Certainly. Julia is quite heavy, and typically used for larger computations taking minutes to days. There is a startup time of some tenths of seconds, and compilation time, including optimizations. For this reason it’s not very well suited for simple scripting and other sub-second tasks.
It is getting really weird, doesn’t it? The Python startup time for empty string takes more than the calculation … In other words, considering the startup times Python calculates while traveling into the past … and Julia … is still behind Python:
~ $ time julia -e "println( powermod(3, 100000000000, 102) )"
69
real 0m0.316s
user 0m0.308s
sys 0m0.129s
~ $ time julia -e ""
real 0m0.195s
user 0m0.113s
sys 0m0.083s
~ $ time python -c "print( pow(3,100000000000,102) )"
69
real 0m0.025s
user 0m0.025s
sys 0m0.000s
~ $ time python -c ""
real 0m0.032s
user 0m0.022s
sys 0m0.010s
I get 854 nanoseconds in python. So julia is 4.6 times faster on this one. Is python’s pow written in python, or does it dispatch to a C-routine? Julia’s powermod is written in julia, and can be inspected by julia> @less powermod(3,100000000000, 102)

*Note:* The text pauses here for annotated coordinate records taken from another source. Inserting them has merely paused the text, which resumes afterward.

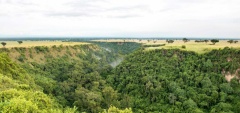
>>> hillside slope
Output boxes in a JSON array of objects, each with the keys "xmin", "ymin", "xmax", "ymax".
[{"xmin": 107, "ymin": 48, "xmax": 240, "ymax": 113}]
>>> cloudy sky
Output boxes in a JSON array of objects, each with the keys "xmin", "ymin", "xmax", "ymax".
[{"xmin": 0, "ymin": 0, "xmax": 240, "ymax": 38}]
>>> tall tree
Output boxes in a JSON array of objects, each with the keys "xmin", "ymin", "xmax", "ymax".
[
  {"xmin": 211, "ymin": 39, "xmax": 219, "ymax": 45},
  {"xmin": 17, "ymin": 41, "xmax": 23, "ymax": 44},
  {"xmin": 1, "ymin": 42, "xmax": 7, "ymax": 47},
  {"xmin": 183, "ymin": 38, "xmax": 190, "ymax": 43}
]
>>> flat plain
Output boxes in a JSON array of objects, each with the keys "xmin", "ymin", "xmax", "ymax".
[
  {"xmin": 94, "ymin": 39, "xmax": 240, "ymax": 54},
  {"xmin": 0, "ymin": 41, "xmax": 88, "ymax": 48}
]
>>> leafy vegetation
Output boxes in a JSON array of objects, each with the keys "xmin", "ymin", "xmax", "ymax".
[
  {"xmin": 0, "ymin": 42, "xmax": 240, "ymax": 113},
  {"xmin": 108, "ymin": 48, "xmax": 240, "ymax": 113}
]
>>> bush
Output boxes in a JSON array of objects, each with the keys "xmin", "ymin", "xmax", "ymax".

You need to trust the timing … in this order of magnitude you can’t verify anymore if the result does make sense … and need to believe it does the right job. The overall timing you can observe at the shell prompt does not have this disadvantage.

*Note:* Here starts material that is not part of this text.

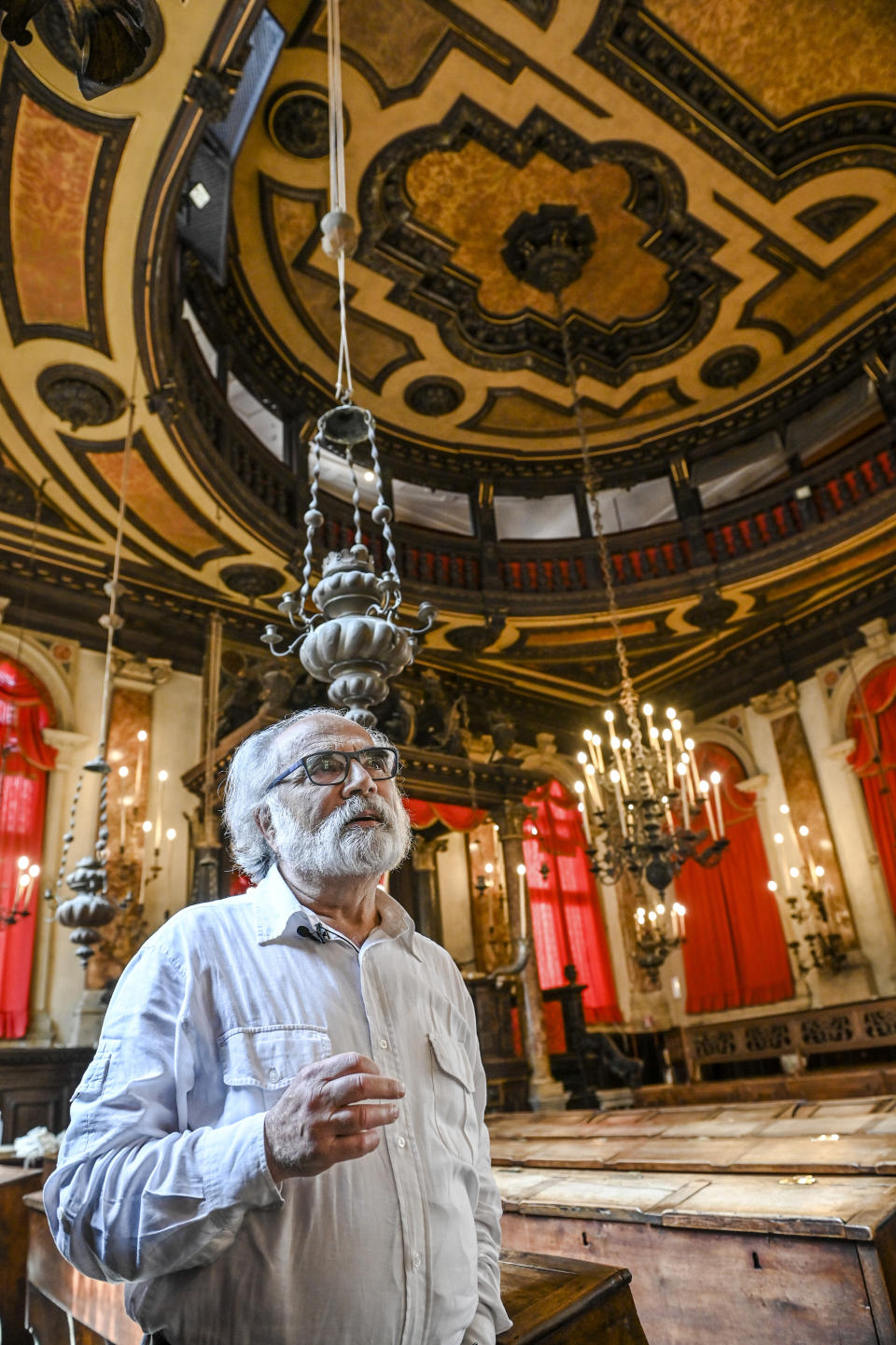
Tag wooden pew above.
[495,1169,896,1345]
[0,1165,43,1345]
[22,1193,647,1345]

Uh…? Is the shell’s time more trustworthy than various tools in programming languages designed for timing? Why do you think so? How come it measured longer time for doing nothing than doing something, in your above python experiment?
No it isn’t … but … with examples taking the order of one tenth to a second you can see yourself without the need to trust the numbers in the timing.

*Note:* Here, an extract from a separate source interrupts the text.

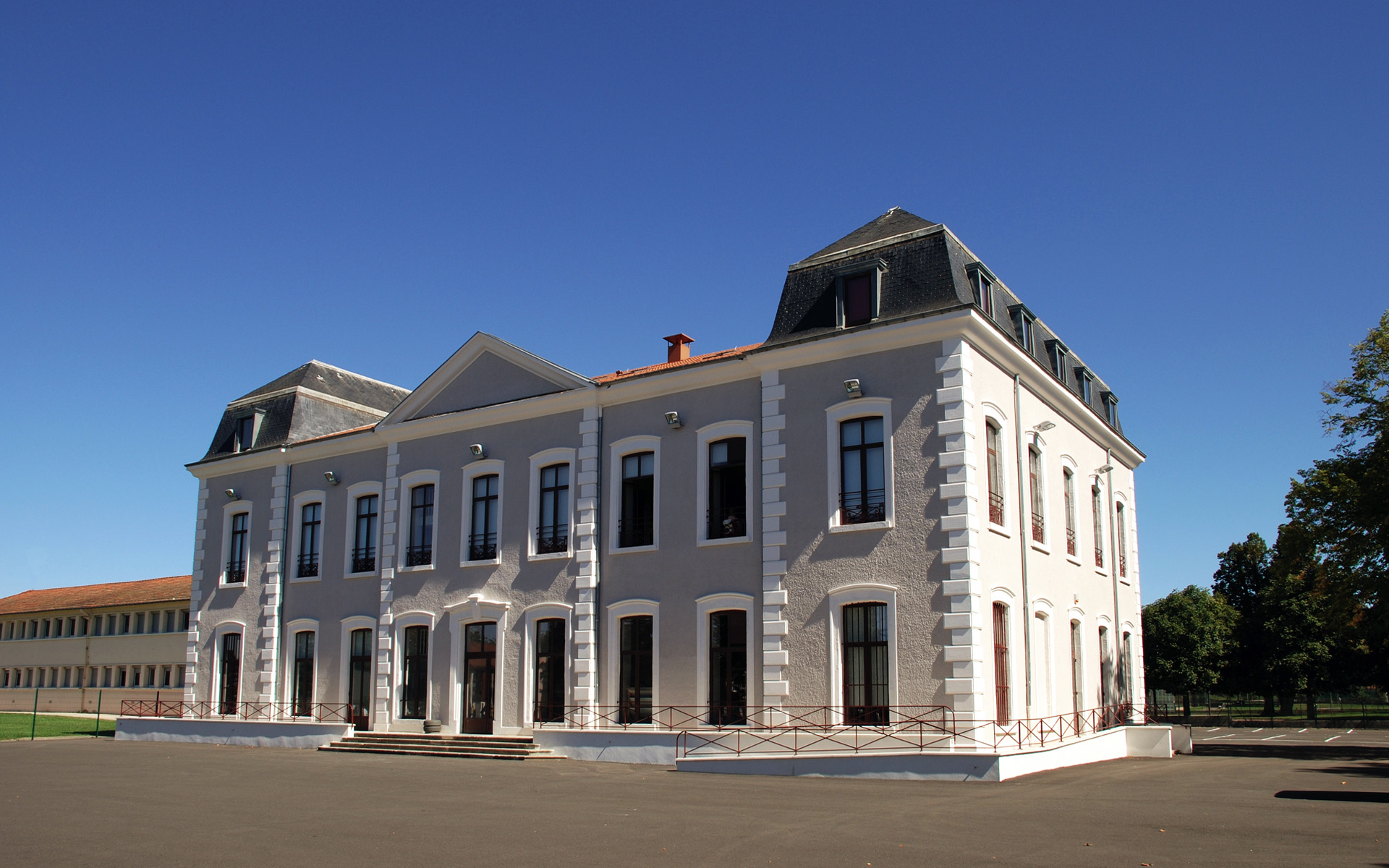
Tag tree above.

pow is a builtin, and like in Julia, builtins in CPython are implemented in C.
This is incorrect. Your shell prompt timing is running 1 call polluted by other hefty routines like IO and loading the session, which makes it susceptible to system variation and explains this paradoxical result:
This is the exact reason why there are dedicated timing libraries, some included in the standard library of language implementations like timeit for CPython, capable of repeating calls to account for or average out the variation.
Why should the time for doing nothing be less than time for doing something? It sure depends … the usual “logic” can’t anyway be applied to computation times. Maybe the interpreter is not optimized to process “nothing” and copes with it having trouble to arrive at valid bytecode what takes more time than straightforward translation of what is?
All programs have some start up time to load the necessary data into RAM, acquire resources from the OS, etc.
This is normally negligible relative to the running time of the program. However, for scripting utilities where you might need to kick off the same program over and over again from the start, this cost adds up.
Python and Julia both have runtimes that need to get started. Julia also has to spin up LLVM, its compiler, and other things that Python doesn’t.
This means Python is a better scripting language than Julia. If you need to execute your program from a cold start over and over and it doesn’t run very long, Julia is not the right tool.
But in the case of anything for which Julia is the right job, measuring start up time on a micro benchmark is a distraction.
showtime:all$
modulus:101$
rat(3)^10000000; /* rational arithmetic package uses modular arith */
Evaluation took 0.000 seconds... returns result 1.
to get a timing, run it in a loop...
for i:1 thru 1000 do rat(3)^10000000 ;
Evaluation took 0.0000 seconds (0.0040 elapsed) using 698.297 KB.
now subtract off the empty loop..
(%i6) for i:1 thru 1000 do nil;
Evaluation took 0.0000 seconds (0.0020 elapsed) using 380.984 KB.
(%o6) done
So it is appears to be about 0.0020 milliseconds using 317 bytes.
(Times on 2.6GHz Intel I5)
Maxima is written mostly in Common Lisp and is primarily aimed at
symbolic math, but also supports some numerical stuff.